I modified your test data a bit since it is not clear to me, if the length of your substrings is always one, if it is possible that no underscore will appear in your data or in case of one underscore one side might be "empty".
The regex used in the following solution matches every last underscore in a string that might be followed by a group of characters which doesn't contain an underscore.
Note that a warning is thrown, because no underscore is matched in the first row and hence there is nothing to separate. Also note that in case of one underscore in connection with an "empty side" around the underscore you get an empty string "" in the regarding new column.

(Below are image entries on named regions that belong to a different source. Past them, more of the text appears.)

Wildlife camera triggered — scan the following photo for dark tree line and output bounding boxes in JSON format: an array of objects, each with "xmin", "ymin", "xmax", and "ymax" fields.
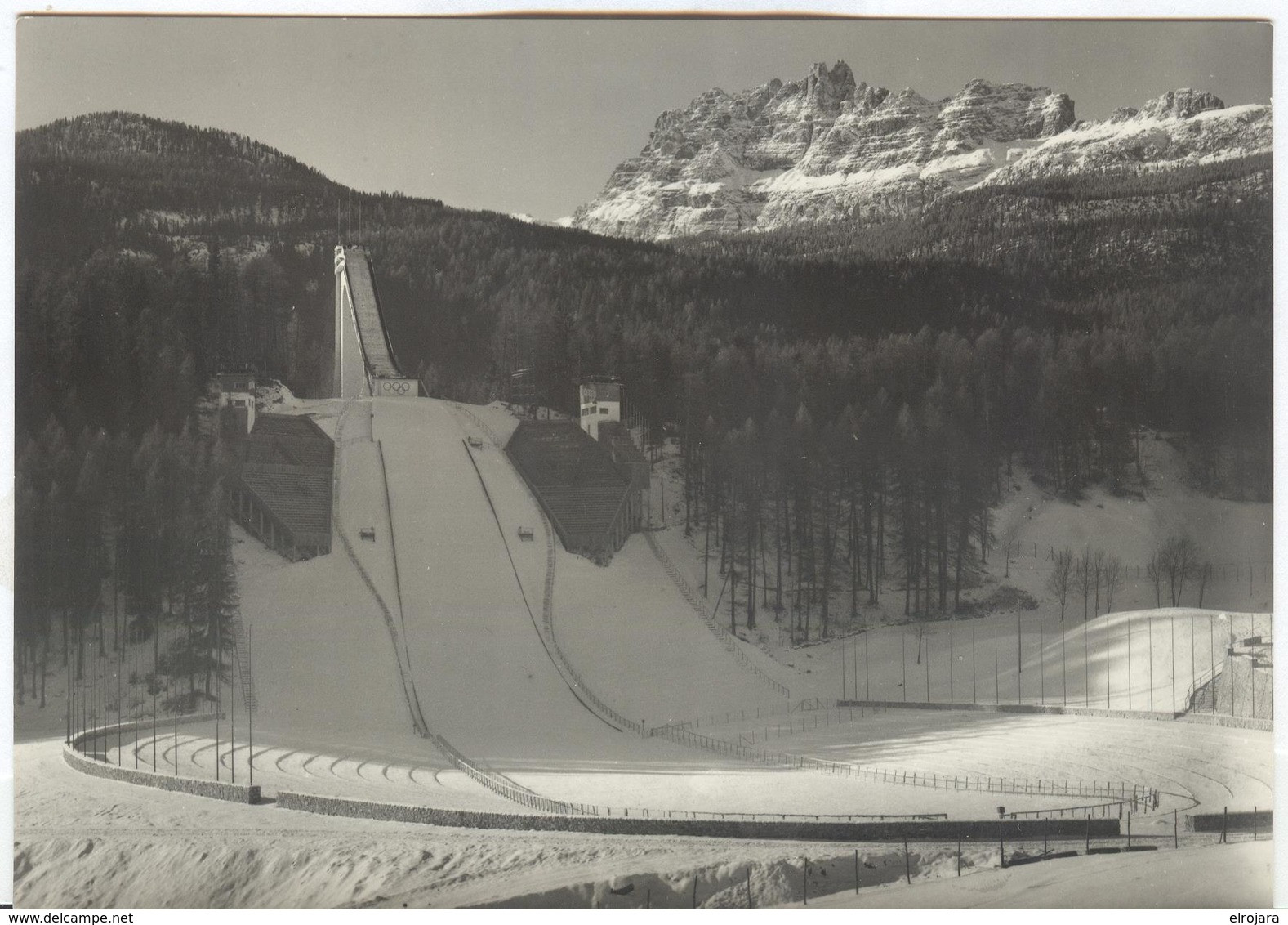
[
  {"xmin": 16, "ymin": 114, "xmax": 1272, "ymax": 664},
  {"xmin": 14, "ymin": 416, "xmax": 237, "ymax": 708}
]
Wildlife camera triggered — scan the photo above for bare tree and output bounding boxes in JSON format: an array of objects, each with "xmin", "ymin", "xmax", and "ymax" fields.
[
  {"xmin": 1091, "ymin": 549, "xmax": 1105, "ymax": 616},
  {"xmin": 1145, "ymin": 550, "xmax": 1165, "ymax": 607},
  {"xmin": 1156, "ymin": 536, "xmax": 1199, "ymax": 607},
  {"xmin": 1047, "ymin": 549, "xmax": 1073, "ymax": 622},
  {"xmin": 1105, "ymin": 556, "xmax": 1123, "ymax": 613},
  {"xmin": 1073, "ymin": 547, "xmax": 1091, "ymax": 622},
  {"xmin": 1002, "ymin": 534, "xmax": 1015, "ymax": 579},
  {"xmin": 1198, "ymin": 559, "xmax": 1212, "ymax": 607}
]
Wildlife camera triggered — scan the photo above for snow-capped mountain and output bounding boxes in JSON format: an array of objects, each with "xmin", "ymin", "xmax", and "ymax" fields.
[{"xmin": 573, "ymin": 62, "xmax": 1271, "ymax": 239}]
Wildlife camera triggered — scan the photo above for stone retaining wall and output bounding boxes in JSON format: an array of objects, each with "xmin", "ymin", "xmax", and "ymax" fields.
[
  {"xmin": 1185, "ymin": 809, "xmax": 1275, "ymax": 833},
  {"xmin": 63, "ymin": 713, "xmax": 259, "ymax": 804},
  {"xmin": 836, "ymin": 699, "xmax": 1274, "ymax": 732},
  {"xmin": 277, "ymin": 791, "xmax": 1119, "ymax": 842}
]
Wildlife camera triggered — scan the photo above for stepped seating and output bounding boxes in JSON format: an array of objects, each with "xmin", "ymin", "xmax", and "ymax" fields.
[{"xmin": 506, "ymin": 422, "xmax": 630, "ymax": 556}]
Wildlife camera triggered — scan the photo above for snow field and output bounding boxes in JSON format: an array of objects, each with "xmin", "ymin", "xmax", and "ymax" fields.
[
  {"xmin": 375, "ymin": 400, "xmax": 665, "ymax": 769},
  {"xmin": 684, "ymin": 708, "xmax": 1274, "ymax": 826},
  {"xmin": 87, "ymin": 720, "xmax": 513, "ymax": 811},
  {"xmin": 783, "ymin": 842, "xmax": 1274, "ymax": 909},
  {"xmin": 554, "ymin": 534, "xmax": 782, "ymax": 726},
  {"xmin": 801, "ymin": 608, "xmax": 1271, "ymax": 713}
]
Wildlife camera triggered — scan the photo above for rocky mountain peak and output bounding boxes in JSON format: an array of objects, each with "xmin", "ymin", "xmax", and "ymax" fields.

suppressMessages(library(tidyverse))
df <- tibble(
x = c(
"a",
"a_",
"_a",
"a_b",
"a_b_c",
"a_bk_c_d",
"ak_b_l",
"a_b_q_r_s_hk"
)
)
df %>% separate(x, "_(?=[^_]*$)",
into = c("the_rest", "last_value"),
remove = FALSE)
#> Warning: Expected 2 pieces. Missing pieces filled with `NA` in 1 rows [1].
#> # A tibble: 8 x 3
#> x the_rest last_value
#> <chr> <chr> <chr>
#> 1 a a <NA>
#> 2 a_ a ""
#> 3 _a "" a
#> 4 a_b a b
#> 5 a_b_c a_b c
#> 6 a_bk_c_d a_bk_c d
#> 7 ak_b_l ak_b l
#> 8 a_b_q_r_s_hk a_b_q_r_s hk
Created on 2018-05-04 by the reprex package (v0.2.0).